“From the day after the day of rest — that is, from the day you bring the sheaf for waving — you are to count seven full weeks, until the day after the seventh week; you are to count fifty days; and then you are to present a new grain offering to Adonai.”-Leviticus 23:15-16
We’re in the midst of studying the Biblical feasts.
Here’s a quick snapshot of where we’re at:
NISSAN 15=1st Day of Unleavened Bread
NISSAN 16=Feast of Firstfruits (NOW WE ARE HERE!)
So currently we’re focusing on BIKKURIM or Firstfruits which occurred on Nissan 15 right after the Feast of MATZA (unleavened bread).
We’re told on this day that the first “omer” from the Spring Barley Harvest is to be brought to the priest for sacrifice to YHVH.
For those of you unfamiliar with the term “omer”, it means a sheaf of new barley.
Now in Judaism, the day of bringing the first OMER holds very special significance.
If you’ve ever heard of the Jewish community speaking of the “counting of the first omer”, that’s what this festival is all about.
BIKKURIM or Firstfruits is the day of that first OMER.
The reason the first OMER had to be sacrificed to God was because the Levitical Laws dictated that the spring crops could NOT be eaten until they had first been dedicated to YHVH.
This is basically what BIKKURIM was all about.
It signified Israel offering the first of her harvest.
They couldn’t begin eating any of the fresh produce from their fields until AFTER this first dedication.
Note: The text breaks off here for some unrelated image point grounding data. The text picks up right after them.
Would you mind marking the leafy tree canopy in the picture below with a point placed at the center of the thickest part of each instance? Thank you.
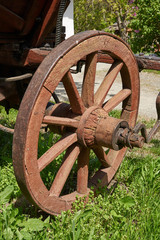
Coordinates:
(138, 21)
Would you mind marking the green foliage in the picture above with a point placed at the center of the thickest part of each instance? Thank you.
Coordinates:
(100, 14)
(131, 210)
(141, 18)
(146, 26)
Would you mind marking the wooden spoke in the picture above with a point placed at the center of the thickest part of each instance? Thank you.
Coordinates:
(55, 150)
(63, 173)
(89, 79)
(101, 155)
(118, 98)
(73, 95)
(60, 121)
(107, 82)
(82, 174)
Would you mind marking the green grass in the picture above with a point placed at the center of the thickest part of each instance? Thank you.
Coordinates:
(129, 210)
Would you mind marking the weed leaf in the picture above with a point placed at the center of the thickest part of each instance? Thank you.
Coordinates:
(127, 201)
(33, 224)
(5, 195)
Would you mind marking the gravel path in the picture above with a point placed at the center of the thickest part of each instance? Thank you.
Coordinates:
(149, 88)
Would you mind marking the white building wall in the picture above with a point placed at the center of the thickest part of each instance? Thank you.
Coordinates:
(68, 20)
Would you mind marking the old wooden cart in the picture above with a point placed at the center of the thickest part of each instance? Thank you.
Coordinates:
(31, 69)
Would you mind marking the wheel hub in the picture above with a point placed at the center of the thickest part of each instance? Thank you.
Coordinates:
(96, 127)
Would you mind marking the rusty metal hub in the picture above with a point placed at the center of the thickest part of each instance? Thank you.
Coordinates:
(96, 127)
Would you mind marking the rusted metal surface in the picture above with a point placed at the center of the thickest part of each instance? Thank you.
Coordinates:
(148, 62)
(80, 123)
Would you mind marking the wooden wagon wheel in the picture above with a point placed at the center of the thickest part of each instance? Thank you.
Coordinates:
(83, 122)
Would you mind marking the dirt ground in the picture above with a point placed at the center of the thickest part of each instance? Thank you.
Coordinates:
(149, 89)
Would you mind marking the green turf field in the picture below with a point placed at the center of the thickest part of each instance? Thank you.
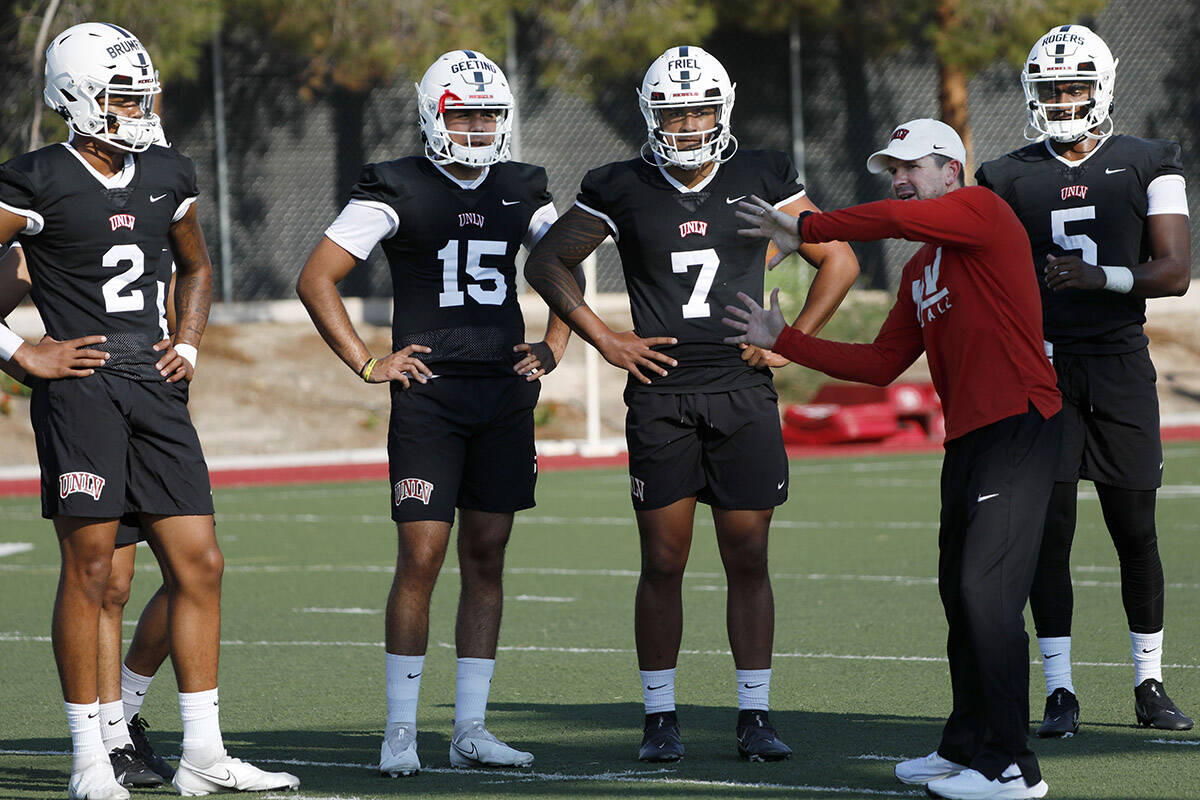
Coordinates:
(859, 674)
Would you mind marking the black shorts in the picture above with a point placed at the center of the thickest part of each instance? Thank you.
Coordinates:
(1110, 420)
(461, 443)
(725, 449)
(107, 445)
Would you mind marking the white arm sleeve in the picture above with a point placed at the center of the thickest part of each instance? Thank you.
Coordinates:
(361, 226)
(543, 218)
(1167, 194)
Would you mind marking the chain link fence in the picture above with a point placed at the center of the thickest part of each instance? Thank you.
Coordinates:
(293, 161)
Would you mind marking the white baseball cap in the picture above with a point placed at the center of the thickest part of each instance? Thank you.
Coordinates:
(917, 138)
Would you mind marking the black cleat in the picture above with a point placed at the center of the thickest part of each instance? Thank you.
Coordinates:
(130, 770)
(1061, 719)
(1155, 709)
(142, 745)
(757, 740)
(661, 741)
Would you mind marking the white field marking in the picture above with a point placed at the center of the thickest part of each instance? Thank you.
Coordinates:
(624, 776)
(337, 611)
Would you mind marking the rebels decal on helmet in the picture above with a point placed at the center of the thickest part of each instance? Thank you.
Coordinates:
(465, 79)
(85, 65)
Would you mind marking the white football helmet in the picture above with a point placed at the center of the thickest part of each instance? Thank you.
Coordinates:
(1068, 53)
(88, 62)
(687, 76)
(465, 79)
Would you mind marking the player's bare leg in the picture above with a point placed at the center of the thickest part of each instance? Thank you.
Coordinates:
(87, 549)
(421, 548)
(750, 618)
(483, 537)
(658, 621)
(187, 551)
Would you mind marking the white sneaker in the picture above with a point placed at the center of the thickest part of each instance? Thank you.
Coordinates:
(918, 771)
(397, 753)
(473, 745)
(93, 780)
(971, 785)
(228, 774)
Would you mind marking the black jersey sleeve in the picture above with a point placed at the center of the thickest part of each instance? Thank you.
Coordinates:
(18, 196)
(593, 196)
(785, 182)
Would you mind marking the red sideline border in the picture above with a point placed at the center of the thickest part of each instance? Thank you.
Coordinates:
(343, 473)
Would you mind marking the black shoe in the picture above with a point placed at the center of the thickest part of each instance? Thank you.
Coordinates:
(757, 740)
(142, 744)
(129, 769)
(1155, 709)
(1061, 717)
(661, 741)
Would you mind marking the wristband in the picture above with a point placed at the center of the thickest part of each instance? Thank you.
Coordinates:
(365, 372)
(9, 342)
(1117, 278)
(187, 353)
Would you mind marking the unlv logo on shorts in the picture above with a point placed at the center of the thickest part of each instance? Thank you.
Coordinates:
(84, 482)
(121, 221)
(413, 487)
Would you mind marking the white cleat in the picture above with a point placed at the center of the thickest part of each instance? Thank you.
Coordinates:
(971, 785)
(93, 780)
(473, 745)
(918, 771)
(228, 774)
(397, 755)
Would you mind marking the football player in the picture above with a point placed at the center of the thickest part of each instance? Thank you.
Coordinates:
(463, 382)
(121, 687)
(1108, 217)
(95, 215)
(967, 300)
(702, 422)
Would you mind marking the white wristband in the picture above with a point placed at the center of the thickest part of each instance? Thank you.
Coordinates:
(1117, 278)
(189, 353)
(9, 342)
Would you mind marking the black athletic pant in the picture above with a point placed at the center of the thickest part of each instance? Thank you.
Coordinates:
(996, 485)
(1129, 517)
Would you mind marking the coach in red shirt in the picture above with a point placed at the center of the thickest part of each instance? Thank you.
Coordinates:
(971, 302)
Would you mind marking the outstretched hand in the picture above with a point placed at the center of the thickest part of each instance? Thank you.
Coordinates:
(760, 326)
(768, 222)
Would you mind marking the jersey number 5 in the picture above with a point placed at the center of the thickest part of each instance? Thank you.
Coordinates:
(707, 260)
(450, 294)
(1059, 220)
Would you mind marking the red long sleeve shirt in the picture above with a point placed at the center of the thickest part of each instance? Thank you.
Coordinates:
(967, 299)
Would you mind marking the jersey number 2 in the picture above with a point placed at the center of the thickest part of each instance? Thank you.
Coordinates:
(450, 294)
(707, 260)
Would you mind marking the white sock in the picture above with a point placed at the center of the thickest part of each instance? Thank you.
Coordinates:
(133, 691)
(658, 690)
(1056, 662)
(202, 727)
(403, 678)
(1147, 656)
(83, 719)
(112, 726)
(754, 689)
(471, 689)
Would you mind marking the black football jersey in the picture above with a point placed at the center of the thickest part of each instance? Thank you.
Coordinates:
(684, 260)
(453, 259)
(1095, 209)
(96, 262)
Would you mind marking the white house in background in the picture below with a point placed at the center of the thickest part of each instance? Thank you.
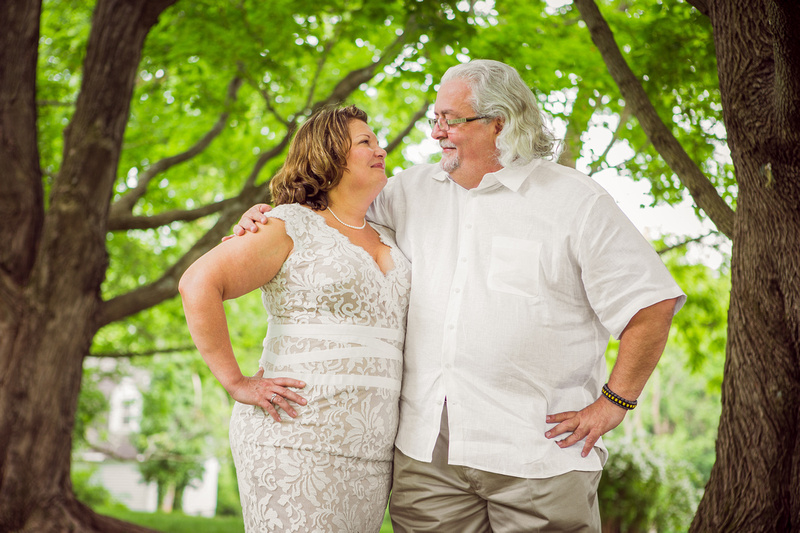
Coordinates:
(117, 470)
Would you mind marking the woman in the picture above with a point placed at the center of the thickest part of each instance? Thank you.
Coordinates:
(336, 290)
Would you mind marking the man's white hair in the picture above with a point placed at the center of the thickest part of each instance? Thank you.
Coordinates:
(499, 92)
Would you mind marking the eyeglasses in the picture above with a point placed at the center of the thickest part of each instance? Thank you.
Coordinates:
(444, 124)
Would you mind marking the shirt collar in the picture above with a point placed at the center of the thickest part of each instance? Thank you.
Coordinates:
(510, 177)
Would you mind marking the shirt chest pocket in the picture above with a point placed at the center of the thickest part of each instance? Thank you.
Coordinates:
(514, 266)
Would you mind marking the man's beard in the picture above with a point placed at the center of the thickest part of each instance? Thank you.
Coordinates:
(451, 163)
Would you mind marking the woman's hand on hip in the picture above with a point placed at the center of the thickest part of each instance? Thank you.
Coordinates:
(269, 393)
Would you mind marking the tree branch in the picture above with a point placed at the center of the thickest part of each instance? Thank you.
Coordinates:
(398, 139)
(356, 77)
(699, 186)
(700, 5)
(124, 205)
(784, 20)
(624, 116)
(22, 197)
(681, 244)
(572, 137)
(146, 353)
(166, 286)
(127, 222)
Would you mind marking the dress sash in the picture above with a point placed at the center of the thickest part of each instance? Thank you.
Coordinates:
(372, 342)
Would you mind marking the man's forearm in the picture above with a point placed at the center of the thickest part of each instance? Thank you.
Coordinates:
(641, 345)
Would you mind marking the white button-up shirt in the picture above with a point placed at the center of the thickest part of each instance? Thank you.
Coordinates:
(516, 287)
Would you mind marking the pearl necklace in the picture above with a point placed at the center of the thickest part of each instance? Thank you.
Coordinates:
(362, 226)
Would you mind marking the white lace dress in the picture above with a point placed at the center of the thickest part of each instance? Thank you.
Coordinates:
(337, 323)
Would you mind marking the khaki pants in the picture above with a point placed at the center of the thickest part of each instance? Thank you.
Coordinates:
(442, 498)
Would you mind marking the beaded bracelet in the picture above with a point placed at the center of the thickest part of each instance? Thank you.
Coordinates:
(617, 399)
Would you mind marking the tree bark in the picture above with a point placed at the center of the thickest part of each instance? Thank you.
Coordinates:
(754, 482)
(50, 298)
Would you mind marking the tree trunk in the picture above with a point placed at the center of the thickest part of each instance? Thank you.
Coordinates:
(50, 302)
(754, 482)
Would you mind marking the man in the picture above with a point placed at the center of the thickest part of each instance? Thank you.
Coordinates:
(521, 270)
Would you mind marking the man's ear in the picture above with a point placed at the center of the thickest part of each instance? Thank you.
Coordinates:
(498, 126)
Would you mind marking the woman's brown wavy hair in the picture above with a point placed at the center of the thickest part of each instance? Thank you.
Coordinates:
(317, 158)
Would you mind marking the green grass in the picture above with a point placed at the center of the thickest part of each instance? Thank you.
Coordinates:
(181, 523)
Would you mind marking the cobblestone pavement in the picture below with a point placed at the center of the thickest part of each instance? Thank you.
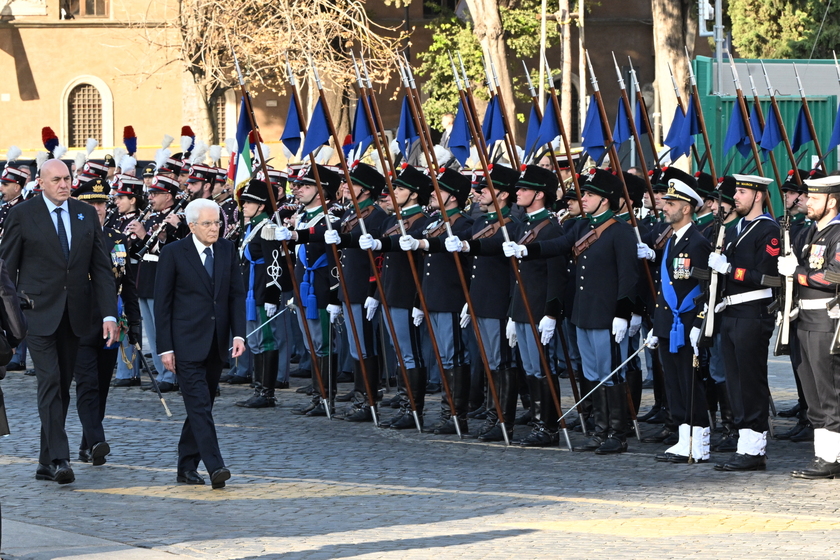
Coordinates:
(313, 488)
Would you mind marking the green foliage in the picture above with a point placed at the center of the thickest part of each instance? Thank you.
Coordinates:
(450, 35)
(783, 28)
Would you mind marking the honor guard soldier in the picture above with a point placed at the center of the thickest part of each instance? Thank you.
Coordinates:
(676, 325)
(491, 283)
(444, 294)
(152, 235)
(816, 275)
(314, 272)
(95, 362)
(412, 189)
(751, 251)
(263, 293)
(605, 285)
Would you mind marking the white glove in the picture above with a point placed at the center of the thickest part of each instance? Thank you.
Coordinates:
(644, 252)
(453, 244)
(367, 241)
(719, 263)
(408, 243)
(416, 316)
(619, 328)
(510, 332)
(269, 232)
(371, 305)
(694, 336)
(331, 237)
(465, 316)
(512, 249)
(787, 265)
(635, 325)
(334, 311)
(546, 327)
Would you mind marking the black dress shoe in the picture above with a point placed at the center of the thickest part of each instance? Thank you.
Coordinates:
(45, 472)
(659, 436)
(129, 382)
(790, 412)
(743, 462)
(805, 434)
(818, 469)
(218, 477)
(98, 453)
(190, 477)
(63, 472)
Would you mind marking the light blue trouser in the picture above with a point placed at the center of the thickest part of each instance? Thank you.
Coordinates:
(147, 311)
(600, 354)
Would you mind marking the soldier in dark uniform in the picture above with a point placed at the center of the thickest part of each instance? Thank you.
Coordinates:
(95, 362)
(162, 196)
(444, 294)
(313, 270)
(751, 251)
(676, 326)
(491, 287)
(816, 272)
(263, 295)
(605, 288)
(412, 189)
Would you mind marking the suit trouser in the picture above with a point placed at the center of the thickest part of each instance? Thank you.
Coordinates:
(94, 368)
(54, 357)
(744, 344)
(679, 375)
(198, 381)
(819, 372)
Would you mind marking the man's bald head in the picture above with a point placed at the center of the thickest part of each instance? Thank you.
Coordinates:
(54, 180)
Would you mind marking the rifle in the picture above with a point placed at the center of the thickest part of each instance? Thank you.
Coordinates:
(376, 125)
(426, 145)
(476, 133)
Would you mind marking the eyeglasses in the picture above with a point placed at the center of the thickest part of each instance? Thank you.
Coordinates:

The anticipatory nature of this feast was great because for many long months since the end of the fall harvest, the Israelites had been subsisting on preserved dried and roasted grains.
While they were certainly edible and packed with nutrients, they weren’t any substitute for fresh produce.
Hence, when Firstfruits came around, the Israelites were ecstatic as they would be able to enjoy the fruits (pun intended) of their labors.
Now there is another big-time important reason why Firstfruits is so important.
Firstfruits was the beginning of the countdown clock to SHAVUOT or the Feast of Weeks.
You’re probably more familiar with the Greek term for SHAVUOT: Pentecost.
So from Nissan 16 (2 days after Passover), 50 days are to be counted off with the 50th day being SHAVUOT or Pentecost.
Every day during this 50-day period, an OMER is presented to the Lord with the 50th one falling on SHAVUOT.
Hence, a total of 50 OMER were presented to the Lord in dedication.